Сказка No 5 (РЫЦАРЬ И ПРИНЦЕССА)

… за рисовым деревом сразу начиналась Страна Комплексных Обедов. И мы вошли в неё.

 “Вон странные странники идут”, — сказал кто-то из прохожих.

 — “У-у-у!” — заныл Крок. — “Ботинки жмут!”

 Тринка залаял и замяукал на все лады и вообще стал издавать всякие звуки, чтобы развеселить компанию. Вскоре у нас пересохло во рту, и мы перешли на вторую скорость. Во рту стало ещё суше, но мы так увлеклись скоростью, что даже не заметили, когда Страна Комплексных Обедов кончилась. А что она кончилась, мы поняли потому, что началась Страна Некрасивых Женщин. За ней была Страна Жутких Оскалов, потом ещё другие страны.

 Мы ехали долго, и с нами всегда был наш Рыцарь. То есть это мы были с ним. Мы поклялись служить ему верой и правдой до тех пор, пока он не найдёт и не завоюет свою Принцессу.

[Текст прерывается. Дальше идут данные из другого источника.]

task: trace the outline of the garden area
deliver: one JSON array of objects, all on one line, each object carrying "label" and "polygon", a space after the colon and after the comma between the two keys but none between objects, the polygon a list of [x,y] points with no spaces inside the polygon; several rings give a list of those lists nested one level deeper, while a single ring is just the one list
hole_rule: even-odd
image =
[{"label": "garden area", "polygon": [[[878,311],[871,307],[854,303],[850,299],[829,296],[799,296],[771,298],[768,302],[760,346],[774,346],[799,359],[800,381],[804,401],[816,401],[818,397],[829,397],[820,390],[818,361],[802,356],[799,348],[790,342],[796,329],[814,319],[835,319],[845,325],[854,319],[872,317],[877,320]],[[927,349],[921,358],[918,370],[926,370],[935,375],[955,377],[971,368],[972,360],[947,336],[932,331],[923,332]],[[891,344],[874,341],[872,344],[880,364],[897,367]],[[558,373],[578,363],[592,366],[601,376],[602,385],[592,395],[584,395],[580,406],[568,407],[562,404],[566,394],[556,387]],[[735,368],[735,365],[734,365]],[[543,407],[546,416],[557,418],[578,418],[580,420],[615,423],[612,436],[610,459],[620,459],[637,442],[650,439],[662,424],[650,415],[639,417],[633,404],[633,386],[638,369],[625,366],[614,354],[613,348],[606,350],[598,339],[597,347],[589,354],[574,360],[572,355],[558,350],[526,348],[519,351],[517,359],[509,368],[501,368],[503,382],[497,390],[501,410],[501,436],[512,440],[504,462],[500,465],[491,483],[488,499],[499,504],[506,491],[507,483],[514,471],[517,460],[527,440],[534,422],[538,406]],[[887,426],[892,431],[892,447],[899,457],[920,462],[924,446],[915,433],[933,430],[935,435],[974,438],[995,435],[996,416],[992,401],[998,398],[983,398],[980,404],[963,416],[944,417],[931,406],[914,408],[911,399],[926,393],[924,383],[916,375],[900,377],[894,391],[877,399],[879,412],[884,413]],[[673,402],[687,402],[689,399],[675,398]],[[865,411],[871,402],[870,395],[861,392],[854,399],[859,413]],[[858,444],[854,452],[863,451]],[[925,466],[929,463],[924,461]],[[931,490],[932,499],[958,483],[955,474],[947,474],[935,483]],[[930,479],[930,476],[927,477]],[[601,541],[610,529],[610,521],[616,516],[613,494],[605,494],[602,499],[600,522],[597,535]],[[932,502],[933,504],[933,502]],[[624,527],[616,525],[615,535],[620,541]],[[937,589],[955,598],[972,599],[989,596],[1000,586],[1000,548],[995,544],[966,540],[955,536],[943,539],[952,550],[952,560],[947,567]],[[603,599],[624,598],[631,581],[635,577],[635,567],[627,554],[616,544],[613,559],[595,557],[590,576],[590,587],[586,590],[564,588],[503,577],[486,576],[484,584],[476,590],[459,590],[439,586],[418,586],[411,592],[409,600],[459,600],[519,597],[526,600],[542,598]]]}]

 Очень отрадно, хотя и трудно служить Рыцарю, особенно такому, как наш. Он сильный, смелый, умный, благородный. Что ещё? — Да, и с чувством юмора у него порядок. Мы служили ему опорой во всех его битвах. То есть никто из нас, конечно, толком не умеет драться, но мы умеем отвлекать врагов, и вообще человеку, даже такому, как наш рыцарь, нужна поддержка. Мы вместе с ним разводили костёр и ставили походную палатку, вместе добывали еду и ночлег, вместе спасались от зверей в лесах и от людей в душных городах. И даже вместе с ним почти мечтали о его Принцессе, то есть только думали о ней и представляли её, потому, что Рыцарь никогда о ней не рассказывал. Он много и интересно рассказывал вечерами о своей предыдущей жизни, но о Принцессе — никогда, даже как они познакомились, и то не рассказывал. А нам очень интересно было, какая она, и каждый представлял её себе по-своему.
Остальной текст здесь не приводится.